Cyber Strategy

Cyber compliance is a hot topic in light of the new SEC rules going into effect at the end of this year. Many companies have waited to implement a program, but now is the time to focus and engage!

How to Create a Program 

In Top Cyber News Magazine, the August 2022 issue, I discussed “Effective Cyber Compliance” and the top steps to achieve an effective compliance program. In today’s global digital environment, a top priority is to protect sensitive proprietary information. It is equally important to protect consumers’ and partnering service providers’ data. This security expectation is now non-negotiable as data breaches skyrocket. Businesses must be secure and must demonstrate an active cybersecurity compliance program. Regulators, shareholders, and customers demand it.

If one thinks cyber compliance is expensive, try non-compliance.  

Costs:

According to IBM Security’s “The Cost of a Data Breach Report,” the global average cost of a data breach increased 2.6% from $4.24M in 2021 to $4.35M in 2022. This cost is the highest in history as reported in October 2022 by SecurityMagazine.com.

Regulations:

International, U.S., and state regulations, as well as third-party data sharing agreements, all mandate that businesses know what data they have, why they have it, if consent was given for the data, where the data is stored, who has access to the data, and why they have access. A strong data governance and protection plan makes business, ethical, and common sense.

Cyber compliance regulations are now being imposed to ensure a proper level of investment. Businesses must have visibility into their systems to proactively act, not just react.

On January 30, 2023, The Washington Post Cybersecurity 202 projected stricter regulation would be coming to include mandatory reporting and proper response plans. It is here! The SEC rules were approved on July 26, 2023, with an effective date of December 2023 for public companies, with a 2024 date for small businesses. Companies must have a program and warrant that is active and invested at the level necessary to protect the sensitivity or criticality of the data transiting their systems.

Case Study:

One simple example of the cost of non-compliance is that the State of New York fined an online clothing retailer $1.9 million.  Zoetop, owner of fashion brands SHEIN and ROMWE, was fined for failure to accurately and timely report a breach affecting 39 million customers.

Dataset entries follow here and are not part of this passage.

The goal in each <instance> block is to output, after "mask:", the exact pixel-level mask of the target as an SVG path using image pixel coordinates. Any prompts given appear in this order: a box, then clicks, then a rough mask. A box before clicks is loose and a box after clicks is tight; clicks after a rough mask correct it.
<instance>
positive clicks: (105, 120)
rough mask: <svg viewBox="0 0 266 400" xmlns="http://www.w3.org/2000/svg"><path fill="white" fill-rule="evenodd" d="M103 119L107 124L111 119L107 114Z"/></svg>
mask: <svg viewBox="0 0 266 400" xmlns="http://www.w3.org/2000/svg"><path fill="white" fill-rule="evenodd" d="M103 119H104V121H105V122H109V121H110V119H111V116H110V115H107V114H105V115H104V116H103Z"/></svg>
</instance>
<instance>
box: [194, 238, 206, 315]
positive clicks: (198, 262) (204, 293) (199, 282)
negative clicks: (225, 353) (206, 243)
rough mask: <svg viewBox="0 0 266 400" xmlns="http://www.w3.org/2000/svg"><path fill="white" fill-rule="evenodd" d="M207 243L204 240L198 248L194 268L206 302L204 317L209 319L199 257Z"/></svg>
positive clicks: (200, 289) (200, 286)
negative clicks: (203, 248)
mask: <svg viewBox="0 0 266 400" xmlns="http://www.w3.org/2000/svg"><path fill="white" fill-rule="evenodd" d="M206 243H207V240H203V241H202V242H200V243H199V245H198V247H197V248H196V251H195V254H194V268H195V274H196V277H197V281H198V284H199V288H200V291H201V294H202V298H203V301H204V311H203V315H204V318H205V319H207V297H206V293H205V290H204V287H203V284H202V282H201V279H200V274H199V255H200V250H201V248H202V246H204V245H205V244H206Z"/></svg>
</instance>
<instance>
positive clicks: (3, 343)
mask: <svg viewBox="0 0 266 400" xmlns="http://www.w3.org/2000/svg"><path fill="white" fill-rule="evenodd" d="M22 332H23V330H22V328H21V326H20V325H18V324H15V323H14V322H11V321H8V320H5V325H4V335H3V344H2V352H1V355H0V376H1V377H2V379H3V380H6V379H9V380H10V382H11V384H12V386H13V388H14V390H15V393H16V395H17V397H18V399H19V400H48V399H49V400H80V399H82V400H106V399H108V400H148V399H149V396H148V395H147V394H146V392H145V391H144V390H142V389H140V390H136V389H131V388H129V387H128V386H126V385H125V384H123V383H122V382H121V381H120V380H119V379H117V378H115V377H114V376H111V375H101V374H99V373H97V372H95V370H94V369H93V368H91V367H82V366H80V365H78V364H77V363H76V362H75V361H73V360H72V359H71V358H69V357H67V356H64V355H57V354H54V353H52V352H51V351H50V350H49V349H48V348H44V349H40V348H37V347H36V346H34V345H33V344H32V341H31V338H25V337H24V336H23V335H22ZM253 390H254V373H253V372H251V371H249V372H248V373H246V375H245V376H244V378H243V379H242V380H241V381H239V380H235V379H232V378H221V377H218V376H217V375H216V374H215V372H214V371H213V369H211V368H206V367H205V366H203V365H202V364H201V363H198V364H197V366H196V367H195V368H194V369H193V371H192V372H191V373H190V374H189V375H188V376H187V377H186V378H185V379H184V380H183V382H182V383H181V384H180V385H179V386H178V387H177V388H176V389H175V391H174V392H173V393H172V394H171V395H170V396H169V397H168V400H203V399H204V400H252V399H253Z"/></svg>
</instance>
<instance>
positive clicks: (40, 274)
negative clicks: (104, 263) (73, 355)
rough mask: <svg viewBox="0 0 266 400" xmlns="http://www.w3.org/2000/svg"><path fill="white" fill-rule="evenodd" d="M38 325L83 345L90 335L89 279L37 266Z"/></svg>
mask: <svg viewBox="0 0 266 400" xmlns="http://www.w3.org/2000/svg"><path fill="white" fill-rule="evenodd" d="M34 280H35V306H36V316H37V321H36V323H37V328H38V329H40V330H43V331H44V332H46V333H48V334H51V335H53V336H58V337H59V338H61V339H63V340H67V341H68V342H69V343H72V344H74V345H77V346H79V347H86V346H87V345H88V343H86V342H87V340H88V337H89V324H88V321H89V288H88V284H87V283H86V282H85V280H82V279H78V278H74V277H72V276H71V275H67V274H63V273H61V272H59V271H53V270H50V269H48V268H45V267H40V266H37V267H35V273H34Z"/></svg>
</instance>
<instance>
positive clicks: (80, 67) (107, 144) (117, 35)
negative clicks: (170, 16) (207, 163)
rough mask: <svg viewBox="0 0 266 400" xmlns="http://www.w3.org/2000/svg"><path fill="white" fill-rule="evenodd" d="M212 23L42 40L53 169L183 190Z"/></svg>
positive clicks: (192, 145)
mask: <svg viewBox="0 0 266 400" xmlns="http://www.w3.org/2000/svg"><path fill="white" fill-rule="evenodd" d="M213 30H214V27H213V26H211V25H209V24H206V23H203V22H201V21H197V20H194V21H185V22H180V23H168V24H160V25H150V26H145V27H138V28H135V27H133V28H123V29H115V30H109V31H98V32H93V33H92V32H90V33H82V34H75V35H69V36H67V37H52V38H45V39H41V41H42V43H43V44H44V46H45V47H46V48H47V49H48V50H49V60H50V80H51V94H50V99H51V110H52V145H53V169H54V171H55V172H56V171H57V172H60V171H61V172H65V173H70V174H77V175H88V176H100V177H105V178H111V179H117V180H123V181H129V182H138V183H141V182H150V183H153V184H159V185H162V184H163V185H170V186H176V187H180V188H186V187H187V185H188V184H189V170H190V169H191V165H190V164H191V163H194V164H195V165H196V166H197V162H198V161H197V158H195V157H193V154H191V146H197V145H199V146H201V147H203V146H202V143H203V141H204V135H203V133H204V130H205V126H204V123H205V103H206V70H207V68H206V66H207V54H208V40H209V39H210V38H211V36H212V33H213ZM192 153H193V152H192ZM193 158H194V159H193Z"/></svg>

According to CyberSecurityHub, this fine is in addition to lost revenue, reputation, and the remedial costs the business had to take, including follow-on State mandatory reporting.  Now with the 2023 SEC rule, what is under potential review will be the Board and management’s engagement in the cybersecurity program oversight. Yes, this is a new liability exposure for directors and senior leaders.  

Bottom Line

Don’t wait to invest in a cybersecurity and data governance program that includes specific, documented oversight mechanisms. The high costs of insecure cyber practices and/or immature reporting processes that may not pass a rigorous compliance review could signal the end when an unexpected breach happens. Focus on program integrity and resiliency now to be prepared and to prosper.